Welcome to the afterlife. Here the deceased live in personalised spirit-houses, each one built to their tastes and characters. They sit on stools, around their heads are photographs of the things they did in life, their work, their friends, their children and grandchildren, their cousins and loved ones, thousands of them. At their feet are the things they loved in life: clothes, bottles of beer, cars, make-up, pictures of footballers or fishing lines or books, guitars or dancing shoes. But most of all, there is money, spirit-money, billions in ghostly afterlife cash. It’s not exactly how we think of heaven. But then it’s not quite hell either. Teshie, the online afterlife where hundreds of thousands – soon to be millions, hopes Obo Quartey, the online afterlife’s director – of memories of the dead are stored – is more like a noisy, overcrowded Unplanned Neighbourhood of a bustling city.

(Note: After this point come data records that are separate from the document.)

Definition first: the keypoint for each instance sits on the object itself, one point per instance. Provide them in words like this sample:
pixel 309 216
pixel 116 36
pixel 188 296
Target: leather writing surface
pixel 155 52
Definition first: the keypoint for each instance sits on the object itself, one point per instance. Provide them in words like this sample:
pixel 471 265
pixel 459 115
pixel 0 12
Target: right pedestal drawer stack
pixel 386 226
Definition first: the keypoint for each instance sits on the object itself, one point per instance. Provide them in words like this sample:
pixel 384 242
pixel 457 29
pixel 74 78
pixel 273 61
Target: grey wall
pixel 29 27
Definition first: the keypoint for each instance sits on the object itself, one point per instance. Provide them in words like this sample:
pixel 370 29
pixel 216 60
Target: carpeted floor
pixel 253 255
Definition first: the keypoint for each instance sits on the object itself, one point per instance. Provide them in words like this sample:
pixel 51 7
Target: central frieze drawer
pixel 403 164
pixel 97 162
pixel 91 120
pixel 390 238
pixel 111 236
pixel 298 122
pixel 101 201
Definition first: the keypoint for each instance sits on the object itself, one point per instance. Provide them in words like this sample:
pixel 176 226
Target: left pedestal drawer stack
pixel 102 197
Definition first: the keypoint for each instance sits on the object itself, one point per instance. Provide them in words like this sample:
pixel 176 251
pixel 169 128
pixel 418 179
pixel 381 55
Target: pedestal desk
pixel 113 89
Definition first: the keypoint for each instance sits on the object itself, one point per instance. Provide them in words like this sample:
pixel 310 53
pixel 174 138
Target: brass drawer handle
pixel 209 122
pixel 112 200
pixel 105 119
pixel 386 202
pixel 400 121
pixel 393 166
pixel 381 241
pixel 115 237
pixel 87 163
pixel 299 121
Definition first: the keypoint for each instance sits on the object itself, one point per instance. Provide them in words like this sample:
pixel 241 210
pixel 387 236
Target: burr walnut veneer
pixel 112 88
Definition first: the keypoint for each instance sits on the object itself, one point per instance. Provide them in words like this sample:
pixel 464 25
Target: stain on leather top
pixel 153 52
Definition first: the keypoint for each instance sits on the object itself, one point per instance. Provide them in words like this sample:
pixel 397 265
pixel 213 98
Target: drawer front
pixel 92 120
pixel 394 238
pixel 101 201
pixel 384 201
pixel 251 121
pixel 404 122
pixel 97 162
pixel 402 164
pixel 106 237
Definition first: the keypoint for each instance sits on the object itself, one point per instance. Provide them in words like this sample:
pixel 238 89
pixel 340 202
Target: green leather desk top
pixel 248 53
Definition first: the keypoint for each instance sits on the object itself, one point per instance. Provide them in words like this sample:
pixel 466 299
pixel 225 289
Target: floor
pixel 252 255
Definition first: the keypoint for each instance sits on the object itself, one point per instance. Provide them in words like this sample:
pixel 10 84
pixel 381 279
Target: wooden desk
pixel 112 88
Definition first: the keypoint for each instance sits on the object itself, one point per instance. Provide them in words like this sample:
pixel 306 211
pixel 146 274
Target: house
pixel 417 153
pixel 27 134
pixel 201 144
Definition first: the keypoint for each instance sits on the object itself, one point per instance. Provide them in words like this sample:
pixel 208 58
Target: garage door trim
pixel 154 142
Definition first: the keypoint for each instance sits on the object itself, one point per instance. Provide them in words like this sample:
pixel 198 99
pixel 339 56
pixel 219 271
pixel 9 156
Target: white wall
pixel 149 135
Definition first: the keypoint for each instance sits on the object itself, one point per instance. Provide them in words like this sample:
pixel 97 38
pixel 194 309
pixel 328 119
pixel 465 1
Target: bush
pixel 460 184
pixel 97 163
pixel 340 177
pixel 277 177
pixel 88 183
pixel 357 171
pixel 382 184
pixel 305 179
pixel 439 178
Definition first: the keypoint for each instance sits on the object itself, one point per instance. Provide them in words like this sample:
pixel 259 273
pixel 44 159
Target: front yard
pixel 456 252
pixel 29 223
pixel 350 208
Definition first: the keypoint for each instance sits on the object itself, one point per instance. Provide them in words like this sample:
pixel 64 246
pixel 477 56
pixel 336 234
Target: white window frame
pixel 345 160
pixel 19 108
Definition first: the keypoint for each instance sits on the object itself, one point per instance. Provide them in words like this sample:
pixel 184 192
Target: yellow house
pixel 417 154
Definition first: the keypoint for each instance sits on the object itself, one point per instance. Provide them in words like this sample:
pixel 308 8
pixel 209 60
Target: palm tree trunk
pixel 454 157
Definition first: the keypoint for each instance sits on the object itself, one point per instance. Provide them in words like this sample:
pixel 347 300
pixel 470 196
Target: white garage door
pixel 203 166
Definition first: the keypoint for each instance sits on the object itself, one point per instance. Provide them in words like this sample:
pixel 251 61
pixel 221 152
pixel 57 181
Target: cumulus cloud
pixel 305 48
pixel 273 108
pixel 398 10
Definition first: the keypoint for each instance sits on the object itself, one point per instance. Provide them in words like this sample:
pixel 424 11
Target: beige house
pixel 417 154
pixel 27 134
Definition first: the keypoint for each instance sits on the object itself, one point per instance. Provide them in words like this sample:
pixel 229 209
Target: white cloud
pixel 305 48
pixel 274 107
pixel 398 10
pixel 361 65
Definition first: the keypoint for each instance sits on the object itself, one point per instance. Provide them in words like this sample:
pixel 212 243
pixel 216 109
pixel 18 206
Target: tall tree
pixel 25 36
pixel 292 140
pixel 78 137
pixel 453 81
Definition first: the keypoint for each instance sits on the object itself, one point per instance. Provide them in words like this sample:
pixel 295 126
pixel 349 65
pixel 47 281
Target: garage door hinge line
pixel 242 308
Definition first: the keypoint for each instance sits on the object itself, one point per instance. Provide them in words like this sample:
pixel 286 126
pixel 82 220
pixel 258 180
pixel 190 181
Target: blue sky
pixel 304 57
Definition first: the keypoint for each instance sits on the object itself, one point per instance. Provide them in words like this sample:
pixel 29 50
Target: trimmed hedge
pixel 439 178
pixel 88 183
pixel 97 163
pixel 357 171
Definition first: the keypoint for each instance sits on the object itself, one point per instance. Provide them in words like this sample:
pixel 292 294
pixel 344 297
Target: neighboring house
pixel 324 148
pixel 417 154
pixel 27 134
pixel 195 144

Obo Quartey is terrifyingly young and competent; dressed in
the relaxed yet smart style of the modern digital entrepreneur – an open neck shirt, top label jeans, well-shined hand-made shoes. It’s a very long way from Maamobi, the neighbourhood where he was born (he claims, with pride) in a thunderstorm on the first Friday of the 21st century. But, he insists, not so long. Teshie is still headquartered in the district, in the same area as the computer cafe where local people formed the computer co-operative that gave fourteen year-old Obo his first data-work. Maamobi’s red dirt streets are the soil from which his online empire grew.
“Everyone goes on and on about Moore’s Law.” (This is a so-called ‘law’ of computing that every six months processor power doubles and the cost halves.) “What no one’s thinking about is that the real revolution is in memory. You can get a flash drive the size of your thumb that’s big enough to hold the entire University Library, for the price of a bag of rice. So, here’s this kid tagging these photographs for this white woman in Ohio, but what he’s really thinking is, I’m using one gig on this computer and a tiny corner of my brilliant brain, but down there at my feet is a terabyte of memory, just sitting there, doing nothing. Empty. Well, you know what this country’s like, leave anything empty and someone will move into it.”